We’ll use the stat_summary()
functions to foreshadow Chapter 4. One for counting and annotating the median, the other for counting and annotating the sample size. These two are copied from Cédric’s code and are here to remind us that you can often combine code from two sources. There are also some other touches, such as the darken()
/lighten()
effects from colorspace. They were also from that same source.
Since we are showing all the points in the plot, there’s no need to show the outliers in the boxplot.
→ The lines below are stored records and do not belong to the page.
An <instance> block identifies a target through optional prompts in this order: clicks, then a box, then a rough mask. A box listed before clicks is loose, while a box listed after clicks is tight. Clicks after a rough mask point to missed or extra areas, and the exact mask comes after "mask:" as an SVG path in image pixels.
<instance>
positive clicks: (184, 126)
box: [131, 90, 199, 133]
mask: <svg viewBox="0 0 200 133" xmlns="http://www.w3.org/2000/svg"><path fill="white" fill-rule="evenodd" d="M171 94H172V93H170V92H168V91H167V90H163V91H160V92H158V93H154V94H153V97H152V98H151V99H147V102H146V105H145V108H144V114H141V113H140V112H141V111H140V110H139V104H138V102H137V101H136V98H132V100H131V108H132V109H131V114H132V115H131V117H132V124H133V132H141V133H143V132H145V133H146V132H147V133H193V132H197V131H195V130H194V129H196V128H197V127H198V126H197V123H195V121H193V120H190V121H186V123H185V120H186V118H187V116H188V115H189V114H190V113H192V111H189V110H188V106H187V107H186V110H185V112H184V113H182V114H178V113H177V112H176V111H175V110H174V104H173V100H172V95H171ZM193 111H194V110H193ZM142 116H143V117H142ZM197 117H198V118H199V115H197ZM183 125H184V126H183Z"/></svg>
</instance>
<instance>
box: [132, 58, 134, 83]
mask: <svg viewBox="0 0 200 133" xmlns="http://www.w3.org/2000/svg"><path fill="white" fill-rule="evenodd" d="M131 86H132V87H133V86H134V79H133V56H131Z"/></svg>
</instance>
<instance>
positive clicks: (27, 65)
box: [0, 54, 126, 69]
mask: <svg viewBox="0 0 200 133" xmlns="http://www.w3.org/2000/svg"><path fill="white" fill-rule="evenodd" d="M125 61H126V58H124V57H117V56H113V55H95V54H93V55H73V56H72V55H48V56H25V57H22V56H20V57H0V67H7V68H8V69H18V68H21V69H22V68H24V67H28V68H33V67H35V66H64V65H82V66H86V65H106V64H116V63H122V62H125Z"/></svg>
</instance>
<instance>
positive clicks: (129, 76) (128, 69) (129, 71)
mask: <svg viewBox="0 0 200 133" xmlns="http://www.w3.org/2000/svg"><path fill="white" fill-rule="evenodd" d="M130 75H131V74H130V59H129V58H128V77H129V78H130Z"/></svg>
That is done by assigning NA to the outlier.shape argument.
# Define custom fill colors for each genre
colors_vis_7 <- c(
"Action" = "#f487b6",
"Documentary" = "#3772FF",
"Short" = "#43B929"
)
# Define axis label color order (to match reordered factor levels)
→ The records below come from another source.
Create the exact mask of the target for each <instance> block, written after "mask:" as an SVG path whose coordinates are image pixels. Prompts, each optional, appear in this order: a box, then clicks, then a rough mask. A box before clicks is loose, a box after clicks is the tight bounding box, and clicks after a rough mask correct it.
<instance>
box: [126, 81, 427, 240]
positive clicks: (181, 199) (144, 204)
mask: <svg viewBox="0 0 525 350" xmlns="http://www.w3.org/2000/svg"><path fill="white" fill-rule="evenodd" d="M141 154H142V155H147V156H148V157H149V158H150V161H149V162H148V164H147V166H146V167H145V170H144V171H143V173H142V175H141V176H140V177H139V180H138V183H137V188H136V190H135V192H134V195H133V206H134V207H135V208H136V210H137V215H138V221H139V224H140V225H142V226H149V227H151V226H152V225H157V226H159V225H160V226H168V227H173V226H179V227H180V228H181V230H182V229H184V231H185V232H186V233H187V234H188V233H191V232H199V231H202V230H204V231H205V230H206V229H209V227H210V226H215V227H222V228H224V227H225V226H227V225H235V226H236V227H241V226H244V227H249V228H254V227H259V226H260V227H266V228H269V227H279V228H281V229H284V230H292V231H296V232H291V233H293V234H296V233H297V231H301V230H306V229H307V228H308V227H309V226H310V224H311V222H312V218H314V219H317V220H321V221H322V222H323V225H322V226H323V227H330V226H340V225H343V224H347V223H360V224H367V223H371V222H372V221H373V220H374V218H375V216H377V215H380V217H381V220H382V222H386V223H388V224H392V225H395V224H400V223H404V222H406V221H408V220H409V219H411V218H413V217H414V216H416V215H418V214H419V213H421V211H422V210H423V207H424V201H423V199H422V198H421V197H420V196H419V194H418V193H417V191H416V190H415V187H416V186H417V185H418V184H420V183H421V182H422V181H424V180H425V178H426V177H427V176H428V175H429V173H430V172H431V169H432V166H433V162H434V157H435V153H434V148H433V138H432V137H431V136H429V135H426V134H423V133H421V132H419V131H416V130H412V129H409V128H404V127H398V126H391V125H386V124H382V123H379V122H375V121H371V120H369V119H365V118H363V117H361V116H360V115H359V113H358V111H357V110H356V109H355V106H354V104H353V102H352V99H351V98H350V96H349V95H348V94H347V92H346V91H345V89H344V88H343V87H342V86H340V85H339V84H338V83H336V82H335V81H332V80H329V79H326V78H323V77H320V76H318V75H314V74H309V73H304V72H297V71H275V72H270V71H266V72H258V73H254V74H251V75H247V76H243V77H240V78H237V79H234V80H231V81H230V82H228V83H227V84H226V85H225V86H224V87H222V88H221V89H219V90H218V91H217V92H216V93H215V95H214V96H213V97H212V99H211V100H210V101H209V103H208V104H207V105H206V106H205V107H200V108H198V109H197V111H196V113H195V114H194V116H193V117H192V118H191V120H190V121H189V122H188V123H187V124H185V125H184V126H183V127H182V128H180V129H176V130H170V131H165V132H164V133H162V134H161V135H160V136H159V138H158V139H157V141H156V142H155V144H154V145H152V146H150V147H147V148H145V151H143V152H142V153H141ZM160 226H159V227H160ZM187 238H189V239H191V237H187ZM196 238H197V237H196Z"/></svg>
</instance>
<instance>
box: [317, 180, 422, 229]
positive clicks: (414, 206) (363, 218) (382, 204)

colors_vis_7_axis <- c("#3772FF", "#43B929", "#f487b6")
# Define custom summary function to display sample sizes for each genre
add_sample <- function(x) {
return(
c(
# Y-position just above the max
y = max(x) + .025,
# Sample size as label
label = length(x)
)
)
}
# Load required packages
library(colorspace) # For color manipulation (darken/lighten)
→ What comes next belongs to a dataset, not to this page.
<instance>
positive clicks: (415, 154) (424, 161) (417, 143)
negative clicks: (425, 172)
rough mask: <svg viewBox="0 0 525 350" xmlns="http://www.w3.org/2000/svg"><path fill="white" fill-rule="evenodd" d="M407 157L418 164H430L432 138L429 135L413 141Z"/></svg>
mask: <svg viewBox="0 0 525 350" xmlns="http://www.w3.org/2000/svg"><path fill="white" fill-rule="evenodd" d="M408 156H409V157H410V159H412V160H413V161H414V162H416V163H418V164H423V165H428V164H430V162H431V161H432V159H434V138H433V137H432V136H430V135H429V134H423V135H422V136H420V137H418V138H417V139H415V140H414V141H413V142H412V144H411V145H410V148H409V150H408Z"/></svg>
library(forcats) # For factor reordering with fct_reorder()
library(ggplot2) # For base plotting
library(ggrain) # For raincloud-style plots
# Create the raincloud plot
ggplot(
movies_ggrain,
aes(
# Reorder genres by median rating
fct_reorder(genre, rating, .desc = TRUE),
rating,
fill = genre,
color = genre
)
) +
# Add raincloud plot (half density + boxplot + jittered points)
geom_rain(
# Draw rain (density) on the right side
rain.side = 'r',
# Customize boxplot style
boxplot.args = list(
color = "black",
# Hide outlier dots
outlier.shape = NA
),
# Set point transparency
point.args = list(alpha = 0.1),
# Jitter points horizontally
point.args.pos = list(position = position_jitter(seed = 1, width = .06))
) +
# Add median values as text labels above each raincloud
stat_summary(
geom = "text",
fun = "median",
aes(
# Format median to 2 decimals
label = round(after_stat(y), 2),
# Darken text color slightly
color = stage(genre, after_scale = darken(color, .2, space = "HLS"))
),
size = 3.5,
vjust = -5
) +
# Add sample size (n =) labels using custom summary function
stat_summary(
geom = "text",
fun.data = add_sample,
aes(
label = paste("n =", after_stat(label)),
color = stage(genre, after_scale = darken(color, .2, space = "HLS"))
),
size = 3.5,
hjust = -0.25
) +
# Manually set outline (color) values — darker than fill
scale_color_manual(
values = colors_vis_7,
# Hide color legend
guide = "none"
) +
# Manually set fill colors (lightened versions of outline)
scale_fill_manual(
values = lighten(colors_vis_7, .4, space = "HLS"),
# Hide fill legend
guide = "none"
) +
# Set y-axis ticks at whole rating points (1 to 10)
scale_y_continuous(breaks = seq(1, 10, by = 1)) +
# Flip axes for horizontal layout. Allow text to extend outside plot area
coord_flip(xlim = c(1.4, NA), clip = "off") +
# Add plot labels
labs(
x = NULL,
y = NULL,
title = "Documentaries have, on average, the best ratings",
subtitle = "Distribution of IMDB ratings (from 2000 to 2005) by genre",
caption = "Data: IMDB movies (1893-2005) | Visualization: Antti Rask"
) +
# Apply a clean minimal theme
theme_minimal() +
# Customize text, grid, and spacing
theme(
axis.text.y = element_text(
color = darken(colors_vis_7_axis, .1, space = "HLS"),
face = "bold",
size = 12
),
panel.grid.major.y = element_blank(),
panel.grid.minor = element_blank(),
plot.title = element_text(
face = "bold",
size = 14
),
plot.title.position = "plot",
plot.subtitle = element_text(
color = "grey40",
margin = margin(0, 0, 10, 0),
size = 12
),
plot.caption = element_text(
color = "grey40",
margin = margin(15, 0, 0, 0)
),
plot.margin = margin(15, 45, 10, 15),
text = element_text(family = "wqy-microhei"),
)
This way, we have the best of all three worlds. We can see that the Documentary genre has the highest median. It also has the strongest concentration of points (which also shows in the half-violin) around the median. Especially compared to Action.